I changed one number in my material. Suddenly the texture repeated everywhere. That’s when UV coordinates finally started making sense.
This post is part of my daily learning journey in game development.
I’m sharing what I learn each day — the basics, the confusion, and the real progress — from the perspective of a beginner.
On Day 76 of my game development journey, I explored UV coordinates and normal maps in Unreal Engine materials.
What I Tried
While working with materials in Unreal Engine, I noticed textures repeating across my mesh.
At first, I thought something was wrong with the texture itself. Then I started adjusting the Texture Coordinate node.
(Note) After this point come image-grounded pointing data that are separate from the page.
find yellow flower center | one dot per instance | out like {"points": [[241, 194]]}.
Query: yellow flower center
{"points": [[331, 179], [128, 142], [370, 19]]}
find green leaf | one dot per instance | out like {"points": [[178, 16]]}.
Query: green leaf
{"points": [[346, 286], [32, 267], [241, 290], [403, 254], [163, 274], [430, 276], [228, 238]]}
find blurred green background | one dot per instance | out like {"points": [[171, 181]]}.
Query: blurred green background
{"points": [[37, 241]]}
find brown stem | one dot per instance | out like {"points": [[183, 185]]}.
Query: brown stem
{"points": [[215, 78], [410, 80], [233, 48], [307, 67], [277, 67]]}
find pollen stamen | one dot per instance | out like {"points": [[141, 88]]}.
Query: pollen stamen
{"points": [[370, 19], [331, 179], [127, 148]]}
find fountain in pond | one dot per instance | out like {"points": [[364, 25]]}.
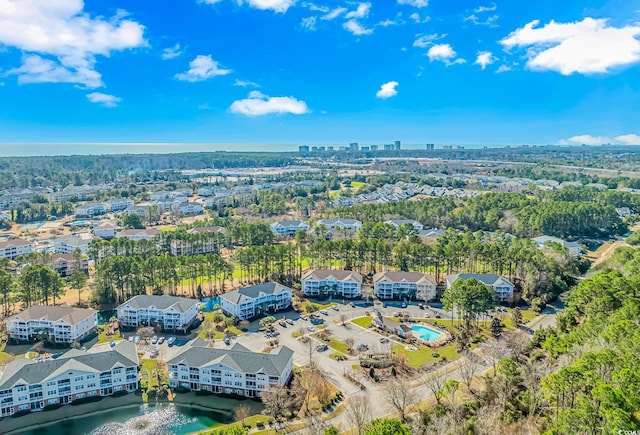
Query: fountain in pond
{"points": [[159, 421]]}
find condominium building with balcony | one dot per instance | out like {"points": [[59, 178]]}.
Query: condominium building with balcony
{"points": [[15, 247], [58, 324], [30, 385], [404, 285], [502, 286], [235, 371], [170, 311], [323, 282], [254, 300]]}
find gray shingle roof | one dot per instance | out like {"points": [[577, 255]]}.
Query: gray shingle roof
{"points": [[489, 279], [237, 358], [253, 292], [69, 314], [98, 359], [162, 302]]}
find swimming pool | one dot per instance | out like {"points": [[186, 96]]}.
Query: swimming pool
{"points": [[425, 333]]}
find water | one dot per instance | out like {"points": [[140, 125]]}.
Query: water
{"points": [[425, 333], [134, 420]]}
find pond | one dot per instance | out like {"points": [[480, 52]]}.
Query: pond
{"points": [[167, 419]]}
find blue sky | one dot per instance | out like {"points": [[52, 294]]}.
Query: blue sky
{"points": [[334, 71]]}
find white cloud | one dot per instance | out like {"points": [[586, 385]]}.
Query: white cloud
{"points": [[356, 28], [586, 139], [484, 58], [489, 21], [60, 41], [333, 14], [202, 68], [387, 90], [416, 18], [414, 3], [245, 84], [258, 104], [629, 139], [426, 40], [481, 9], [172, 52], [309, 23], [584, 47], [362, 11], [444, 53], [279, 6], [104, 99]]}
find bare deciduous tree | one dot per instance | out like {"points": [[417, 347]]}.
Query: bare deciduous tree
{"points": [[358, 411], [469, 369], [400, 395]]}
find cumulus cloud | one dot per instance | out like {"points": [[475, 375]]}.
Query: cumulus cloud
{"points": [[308, 23], [60, 41], [414, 3], [172, 52], [586, 139], [387, 90], [444, 53], [333, 14], [278, 6], [484, 58], [585, 47], [424, 41], [202, 68], [356, 28], [259, 104], [629, 139], [362, 11], [104, 99]]}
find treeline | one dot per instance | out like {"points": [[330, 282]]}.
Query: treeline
{"points": [[596, 345], [510, 212]]}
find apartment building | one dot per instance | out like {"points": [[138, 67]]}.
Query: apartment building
{"points": [[502, 286], [14, 248], [323, 282], [89, 210], [288, 228], [254, 300], [139, 234], [340, 224], [30, 385], [60, 324], [118, 204], [170, 311], [68, 244], [235, 371], [404, 285]]}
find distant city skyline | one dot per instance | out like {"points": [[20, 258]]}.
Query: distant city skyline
{"points": [[287, 71]]}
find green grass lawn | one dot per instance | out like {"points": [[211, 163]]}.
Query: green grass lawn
{"points": [[425, 355], [336, 345], [365, 321]]}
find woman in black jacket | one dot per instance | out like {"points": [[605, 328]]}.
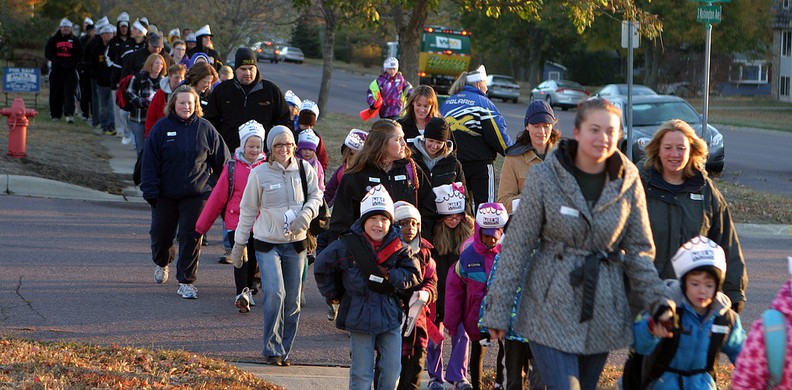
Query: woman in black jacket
{"points": [[384, 159], [181, 153]]}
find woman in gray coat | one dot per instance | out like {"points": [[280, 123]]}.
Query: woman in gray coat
{"points": [[584, 210]]}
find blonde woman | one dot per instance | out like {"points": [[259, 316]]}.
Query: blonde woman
{"points": [[279, 213]]}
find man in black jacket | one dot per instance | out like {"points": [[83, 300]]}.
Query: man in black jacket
{"points": [[204, 44], [100, 78], [247, 96], [64, 51]]}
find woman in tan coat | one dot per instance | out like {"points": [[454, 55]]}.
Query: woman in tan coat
{"points": [[531, 148], [586, 217]]}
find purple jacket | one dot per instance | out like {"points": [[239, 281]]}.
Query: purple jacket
{"points": [[394, 91], [466, 286]]}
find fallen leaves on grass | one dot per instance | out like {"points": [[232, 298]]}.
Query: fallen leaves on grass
{"points": [[42, 365]]}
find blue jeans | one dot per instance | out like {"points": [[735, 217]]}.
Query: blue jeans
{"points": [[138, 132], [561, 370], [103, 108], [361, 374], [281, 284]]}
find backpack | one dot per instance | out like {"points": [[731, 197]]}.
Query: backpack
{"points": [[774, 326], [121, 99], [659, 362]]}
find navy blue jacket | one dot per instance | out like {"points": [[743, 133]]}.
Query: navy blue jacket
{"points": [[180, 157], [362, 309]]}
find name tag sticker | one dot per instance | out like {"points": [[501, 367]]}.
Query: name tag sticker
{"points": [[721, 329], [568, 211], [376, 279]]}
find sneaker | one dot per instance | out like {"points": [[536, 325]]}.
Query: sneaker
{"points": [[463, 385], [332, 311], [435, 385], [161, 274], [273, 361], [242, 301], [226, 257], [187, 291]]}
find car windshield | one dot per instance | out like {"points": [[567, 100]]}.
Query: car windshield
{"points": [[653, 114], [638, 90], [569, 84]]}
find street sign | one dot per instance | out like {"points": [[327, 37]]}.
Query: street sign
{"points": [[21, 80], [636, 34], [708, 14]]}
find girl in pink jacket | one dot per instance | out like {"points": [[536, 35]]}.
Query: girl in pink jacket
{"points": [[751, 370], [225, 199]]}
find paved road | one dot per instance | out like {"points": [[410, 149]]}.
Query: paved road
{"points": [[81, 271], [757, 158]]}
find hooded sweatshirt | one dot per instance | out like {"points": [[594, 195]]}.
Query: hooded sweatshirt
{"points": [[221, 200]]}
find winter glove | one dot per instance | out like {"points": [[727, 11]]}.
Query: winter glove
{"points": [[300, 224], [239, 255]]}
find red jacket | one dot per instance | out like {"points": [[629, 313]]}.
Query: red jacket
{"points": [[220, 199]]}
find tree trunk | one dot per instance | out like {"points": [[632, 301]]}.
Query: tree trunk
{"points": [[410, 40], [327, 55]]}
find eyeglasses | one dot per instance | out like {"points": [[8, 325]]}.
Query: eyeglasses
{"points": [[408, 222]]}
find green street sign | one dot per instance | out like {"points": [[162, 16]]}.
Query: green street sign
{"points": [[708, 14]]}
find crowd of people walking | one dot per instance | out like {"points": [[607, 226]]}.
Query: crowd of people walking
{"points": [[405, 237]]}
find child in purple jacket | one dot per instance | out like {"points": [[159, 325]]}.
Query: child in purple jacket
{"points": [[466, 286]]}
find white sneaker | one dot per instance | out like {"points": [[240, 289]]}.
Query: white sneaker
{"points": [[160, 274], [187, 291], [242, 301]]}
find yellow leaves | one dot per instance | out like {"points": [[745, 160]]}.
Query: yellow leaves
{"points": [[32, 364]]}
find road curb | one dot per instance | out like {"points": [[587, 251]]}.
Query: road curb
{"points": [[763, 231]]}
Changing those values immediately changed how often the texture repeated. But the behavior felt strange.
What Confused Me
Why does multiplying UV increase tiling instead of scaling the texture?
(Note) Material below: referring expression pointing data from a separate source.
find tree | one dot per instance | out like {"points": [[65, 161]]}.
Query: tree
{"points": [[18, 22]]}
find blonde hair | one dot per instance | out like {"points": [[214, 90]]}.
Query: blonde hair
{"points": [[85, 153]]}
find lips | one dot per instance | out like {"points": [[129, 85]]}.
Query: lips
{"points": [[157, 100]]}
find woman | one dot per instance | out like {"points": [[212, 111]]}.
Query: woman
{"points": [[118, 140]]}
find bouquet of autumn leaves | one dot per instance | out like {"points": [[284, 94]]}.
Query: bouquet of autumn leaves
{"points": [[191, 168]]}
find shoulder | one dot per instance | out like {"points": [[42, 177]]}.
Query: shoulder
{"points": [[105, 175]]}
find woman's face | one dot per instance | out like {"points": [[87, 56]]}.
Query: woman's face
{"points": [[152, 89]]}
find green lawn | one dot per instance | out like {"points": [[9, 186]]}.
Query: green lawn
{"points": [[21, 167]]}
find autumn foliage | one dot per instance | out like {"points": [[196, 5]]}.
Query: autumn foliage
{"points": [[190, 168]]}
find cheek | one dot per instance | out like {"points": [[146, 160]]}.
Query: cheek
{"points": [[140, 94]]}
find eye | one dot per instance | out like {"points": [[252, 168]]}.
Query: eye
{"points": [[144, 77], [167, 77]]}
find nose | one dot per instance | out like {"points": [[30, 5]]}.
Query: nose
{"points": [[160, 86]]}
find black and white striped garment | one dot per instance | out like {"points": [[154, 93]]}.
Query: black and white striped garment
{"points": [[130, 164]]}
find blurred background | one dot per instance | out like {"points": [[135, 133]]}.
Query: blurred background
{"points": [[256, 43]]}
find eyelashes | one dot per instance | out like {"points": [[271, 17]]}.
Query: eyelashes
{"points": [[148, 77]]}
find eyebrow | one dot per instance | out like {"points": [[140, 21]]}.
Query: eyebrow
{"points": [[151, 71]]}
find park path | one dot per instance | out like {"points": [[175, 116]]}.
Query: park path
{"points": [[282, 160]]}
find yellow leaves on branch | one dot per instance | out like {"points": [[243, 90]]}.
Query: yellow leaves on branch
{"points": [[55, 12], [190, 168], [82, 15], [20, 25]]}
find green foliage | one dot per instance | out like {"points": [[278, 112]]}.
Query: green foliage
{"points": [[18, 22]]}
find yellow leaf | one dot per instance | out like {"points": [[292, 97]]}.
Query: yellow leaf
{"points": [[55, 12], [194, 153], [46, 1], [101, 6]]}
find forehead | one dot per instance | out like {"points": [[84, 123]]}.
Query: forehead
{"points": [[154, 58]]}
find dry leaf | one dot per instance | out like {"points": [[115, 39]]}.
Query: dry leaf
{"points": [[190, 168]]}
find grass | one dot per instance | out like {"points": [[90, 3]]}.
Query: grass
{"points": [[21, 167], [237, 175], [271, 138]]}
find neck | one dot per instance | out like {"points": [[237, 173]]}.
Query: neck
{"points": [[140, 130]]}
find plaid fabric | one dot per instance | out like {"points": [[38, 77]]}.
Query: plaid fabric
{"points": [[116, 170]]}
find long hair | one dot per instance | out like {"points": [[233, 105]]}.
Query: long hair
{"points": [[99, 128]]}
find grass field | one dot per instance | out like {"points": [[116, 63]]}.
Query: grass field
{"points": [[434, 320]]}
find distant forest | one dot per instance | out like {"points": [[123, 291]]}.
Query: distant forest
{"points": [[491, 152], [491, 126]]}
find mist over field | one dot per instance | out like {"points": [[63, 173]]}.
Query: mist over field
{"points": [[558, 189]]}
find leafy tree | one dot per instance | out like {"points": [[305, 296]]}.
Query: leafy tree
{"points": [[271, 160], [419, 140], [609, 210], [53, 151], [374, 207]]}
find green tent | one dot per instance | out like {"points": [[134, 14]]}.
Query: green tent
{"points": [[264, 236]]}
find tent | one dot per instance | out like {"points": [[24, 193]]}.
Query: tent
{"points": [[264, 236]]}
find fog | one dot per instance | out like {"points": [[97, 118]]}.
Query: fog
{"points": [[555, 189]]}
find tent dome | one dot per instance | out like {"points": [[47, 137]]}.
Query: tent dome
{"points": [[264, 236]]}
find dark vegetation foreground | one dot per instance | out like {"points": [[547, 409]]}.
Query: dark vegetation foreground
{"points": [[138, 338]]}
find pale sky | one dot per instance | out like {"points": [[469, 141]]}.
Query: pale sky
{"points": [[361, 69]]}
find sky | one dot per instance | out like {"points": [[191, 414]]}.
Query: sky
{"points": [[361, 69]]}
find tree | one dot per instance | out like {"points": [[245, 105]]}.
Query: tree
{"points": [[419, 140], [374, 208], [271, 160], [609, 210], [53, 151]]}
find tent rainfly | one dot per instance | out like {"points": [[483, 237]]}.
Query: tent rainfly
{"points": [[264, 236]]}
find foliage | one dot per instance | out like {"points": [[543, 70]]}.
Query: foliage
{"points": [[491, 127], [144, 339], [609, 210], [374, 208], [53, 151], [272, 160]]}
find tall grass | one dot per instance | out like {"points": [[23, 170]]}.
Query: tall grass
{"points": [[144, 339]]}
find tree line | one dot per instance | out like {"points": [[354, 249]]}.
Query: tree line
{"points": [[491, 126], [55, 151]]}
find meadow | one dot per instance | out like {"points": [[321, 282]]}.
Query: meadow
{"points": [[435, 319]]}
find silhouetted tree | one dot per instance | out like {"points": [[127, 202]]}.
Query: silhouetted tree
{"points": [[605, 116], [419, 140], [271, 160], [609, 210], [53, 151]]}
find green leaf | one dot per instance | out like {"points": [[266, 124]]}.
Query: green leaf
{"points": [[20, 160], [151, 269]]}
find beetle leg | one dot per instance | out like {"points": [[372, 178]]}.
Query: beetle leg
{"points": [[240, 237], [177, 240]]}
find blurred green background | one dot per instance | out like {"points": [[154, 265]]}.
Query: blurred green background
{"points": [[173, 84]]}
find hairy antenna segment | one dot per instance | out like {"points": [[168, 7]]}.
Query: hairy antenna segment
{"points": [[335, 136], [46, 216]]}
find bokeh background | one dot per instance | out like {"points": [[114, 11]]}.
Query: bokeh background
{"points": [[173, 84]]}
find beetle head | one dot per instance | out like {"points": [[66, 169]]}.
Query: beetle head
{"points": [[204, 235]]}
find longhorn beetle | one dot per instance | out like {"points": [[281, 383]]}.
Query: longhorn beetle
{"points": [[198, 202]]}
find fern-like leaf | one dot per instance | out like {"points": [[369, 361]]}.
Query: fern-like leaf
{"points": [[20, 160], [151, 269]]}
Why does dividing make the texture look bigger?
What do the colors inside a normal map actually represent?
Why are most normal maps purple or blue?
What Finally Clicked
The X and Y components of texture coordinates are called UV.
Texture UV space normally goes from 0 to 1 in both directions. If UV values go beyond 1, the texture repeats.
For example:
- UV range 0 → 1 → texture appears once
- UV range 0 → 2 → texture repeats twice
That’s why:
- Multiplying UV increases tiling density
- Dividing UV reduces tiling and makes textures appear larger
I also understood what normal maps actually do.
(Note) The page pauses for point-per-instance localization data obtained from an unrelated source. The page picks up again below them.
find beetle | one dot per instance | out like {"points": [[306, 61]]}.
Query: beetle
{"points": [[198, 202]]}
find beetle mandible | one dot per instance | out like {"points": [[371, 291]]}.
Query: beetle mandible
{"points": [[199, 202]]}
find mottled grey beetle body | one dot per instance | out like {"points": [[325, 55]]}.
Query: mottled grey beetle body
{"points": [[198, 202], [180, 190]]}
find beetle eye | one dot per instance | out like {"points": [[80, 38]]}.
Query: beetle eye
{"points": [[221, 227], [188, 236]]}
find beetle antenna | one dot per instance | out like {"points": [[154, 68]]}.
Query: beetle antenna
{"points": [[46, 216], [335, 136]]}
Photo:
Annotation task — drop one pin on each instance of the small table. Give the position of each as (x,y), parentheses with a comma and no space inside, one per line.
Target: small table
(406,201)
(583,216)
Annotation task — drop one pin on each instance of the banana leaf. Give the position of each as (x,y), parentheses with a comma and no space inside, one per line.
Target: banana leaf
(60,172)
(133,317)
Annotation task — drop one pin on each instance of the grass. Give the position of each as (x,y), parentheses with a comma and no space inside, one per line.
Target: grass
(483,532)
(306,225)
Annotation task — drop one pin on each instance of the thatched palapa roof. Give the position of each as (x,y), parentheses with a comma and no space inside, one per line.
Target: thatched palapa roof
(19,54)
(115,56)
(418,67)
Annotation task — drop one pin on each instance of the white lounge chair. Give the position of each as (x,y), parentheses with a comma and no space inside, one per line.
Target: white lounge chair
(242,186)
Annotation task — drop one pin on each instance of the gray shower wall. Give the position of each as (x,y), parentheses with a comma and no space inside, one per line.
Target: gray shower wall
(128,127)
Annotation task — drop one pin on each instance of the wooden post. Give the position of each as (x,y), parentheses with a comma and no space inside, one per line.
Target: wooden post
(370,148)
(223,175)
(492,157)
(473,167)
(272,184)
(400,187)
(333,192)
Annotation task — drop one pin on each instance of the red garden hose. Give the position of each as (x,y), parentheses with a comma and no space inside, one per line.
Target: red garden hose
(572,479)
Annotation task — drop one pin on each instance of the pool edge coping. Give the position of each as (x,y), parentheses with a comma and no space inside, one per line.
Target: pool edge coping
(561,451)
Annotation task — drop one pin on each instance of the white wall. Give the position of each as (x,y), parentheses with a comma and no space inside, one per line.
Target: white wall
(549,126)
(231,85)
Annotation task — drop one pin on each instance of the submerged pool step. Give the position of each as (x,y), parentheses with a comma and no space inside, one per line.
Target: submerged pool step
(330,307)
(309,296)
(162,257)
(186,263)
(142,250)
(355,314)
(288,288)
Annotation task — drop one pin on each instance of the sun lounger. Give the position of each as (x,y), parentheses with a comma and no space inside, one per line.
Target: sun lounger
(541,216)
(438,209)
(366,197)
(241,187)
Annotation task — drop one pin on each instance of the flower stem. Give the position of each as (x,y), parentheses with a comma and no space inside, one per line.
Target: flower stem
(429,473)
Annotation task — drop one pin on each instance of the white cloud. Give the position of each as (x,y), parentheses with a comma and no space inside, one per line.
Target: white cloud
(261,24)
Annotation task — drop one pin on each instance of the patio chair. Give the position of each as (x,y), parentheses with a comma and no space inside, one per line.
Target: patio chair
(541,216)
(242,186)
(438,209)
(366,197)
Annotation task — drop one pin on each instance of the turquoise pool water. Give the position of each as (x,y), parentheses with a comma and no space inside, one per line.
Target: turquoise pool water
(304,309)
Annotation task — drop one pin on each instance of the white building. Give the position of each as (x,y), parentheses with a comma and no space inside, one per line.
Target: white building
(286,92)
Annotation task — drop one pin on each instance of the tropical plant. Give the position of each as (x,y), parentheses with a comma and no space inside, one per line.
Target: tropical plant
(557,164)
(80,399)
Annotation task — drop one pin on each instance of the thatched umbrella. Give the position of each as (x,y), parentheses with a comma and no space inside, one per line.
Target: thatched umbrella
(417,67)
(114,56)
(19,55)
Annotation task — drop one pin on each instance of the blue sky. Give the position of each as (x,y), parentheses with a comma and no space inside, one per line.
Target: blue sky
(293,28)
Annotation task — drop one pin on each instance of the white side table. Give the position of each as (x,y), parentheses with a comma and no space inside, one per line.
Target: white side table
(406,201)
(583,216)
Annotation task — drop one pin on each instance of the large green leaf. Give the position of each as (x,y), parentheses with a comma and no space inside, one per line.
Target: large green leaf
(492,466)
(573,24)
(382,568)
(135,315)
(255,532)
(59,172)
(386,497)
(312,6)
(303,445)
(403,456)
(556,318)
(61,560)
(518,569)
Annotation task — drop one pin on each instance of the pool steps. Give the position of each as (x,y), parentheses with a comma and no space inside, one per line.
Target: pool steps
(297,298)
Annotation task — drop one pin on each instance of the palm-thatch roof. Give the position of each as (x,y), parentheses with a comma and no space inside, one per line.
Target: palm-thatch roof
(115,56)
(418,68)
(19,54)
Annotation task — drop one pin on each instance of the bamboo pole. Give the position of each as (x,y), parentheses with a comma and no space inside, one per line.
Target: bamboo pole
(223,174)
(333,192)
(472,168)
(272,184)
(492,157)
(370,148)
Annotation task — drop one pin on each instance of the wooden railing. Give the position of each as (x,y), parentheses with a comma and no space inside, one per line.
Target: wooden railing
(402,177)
Normal maps store surface direction data using RGB channels:
- Red → X direction
- Green → Y direction
- Blue → Z direction (surface facing outward)
They don’t change geometry.
They change how light reacts to the surface. That’s why most normal maps appear purple or blue.
Practical Fix
- Add a Texture Coordinate node in the material
- Multiply UV values to increase tiling
- Divide UV values to reduce tiling
- Connect normal maps to the Normal input
- Check normal map compression settings
One Lesson for Beginners
- UV controls where textures appear on a mesh
- Texture repetition depends on UV scale
- Normal maps fake lighting detail without extra polygons
- Too much tiling creates obvious repetition
- Incorrect normal maps can break lighting
Understanding UV space is fundamental for environment materials.
Many visual issues in game assets come from incorrect tiling or UV scaling.
Normal maps then add detail without increasing polygon count — which is essential for performance in real-time engines like Unreal Engine.
Slow progress — but I’m building a strong foundation.
If you’re also learning game development, what was the first thing that confused you when you started?